Closed andrefdre closed 1 year ago
When researching about this, we need to find the intrinsic of the camera. We tried looking at the open3D to get the values, but it gave 0. Used the following link to achieve this, http://www.open3d.org/docs/0.12.0/python_api/open3d.camera.PinholeCameraIntrinsic.html#open3d.camera.PinholeCameraIntrinsic.get_focal_length.
I found that MeshLab has the camera values, and we are able to export them. But when using this values it didn't give expected results, and since we don't have the camera we can't ascertain if the problem is code or the stored values.

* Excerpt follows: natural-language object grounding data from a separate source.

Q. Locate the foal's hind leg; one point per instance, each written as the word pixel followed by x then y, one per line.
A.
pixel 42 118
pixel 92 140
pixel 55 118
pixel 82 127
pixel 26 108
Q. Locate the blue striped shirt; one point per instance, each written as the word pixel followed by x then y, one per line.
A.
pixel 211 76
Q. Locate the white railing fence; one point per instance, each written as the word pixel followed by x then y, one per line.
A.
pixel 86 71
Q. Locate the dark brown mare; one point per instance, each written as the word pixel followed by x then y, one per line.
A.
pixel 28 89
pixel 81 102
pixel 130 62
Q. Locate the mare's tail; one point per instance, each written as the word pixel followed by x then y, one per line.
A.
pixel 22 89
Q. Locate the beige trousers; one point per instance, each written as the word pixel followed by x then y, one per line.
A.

After contacting the professor, we found that our approach was correct, but we don't have camera parameters. Teacher suggestions was:
Hi @andrefdre ,
I have contacted the washington RGBD dataset people also. Lets give them some time to answer.
In the meantime I think you can improve each of the separate modules, i.e., object detection from point clouds, and object classification from RGB images.
If all goes wrong you will present these two modules separately ... but I still have hope we can find a way.
So right now our next approach is to use kinect camera where we can get camera parameters and either use a CNN for object detection to isolate the images from the scenes or just do print screens.
This is in standby while #28 is being worked upon.
Now that messages were sent, we need to figure out why the bounding boxes are off the center point.
This was implemented, and the results weren't promising for the network, showing previous expectations mentioned in #2 showing a need to add depth images to the model. The image below shows the results from one scene.
Now that we were able to process the point cloud and extract the object, we need to find a way to find them in the corresponding image of the scene.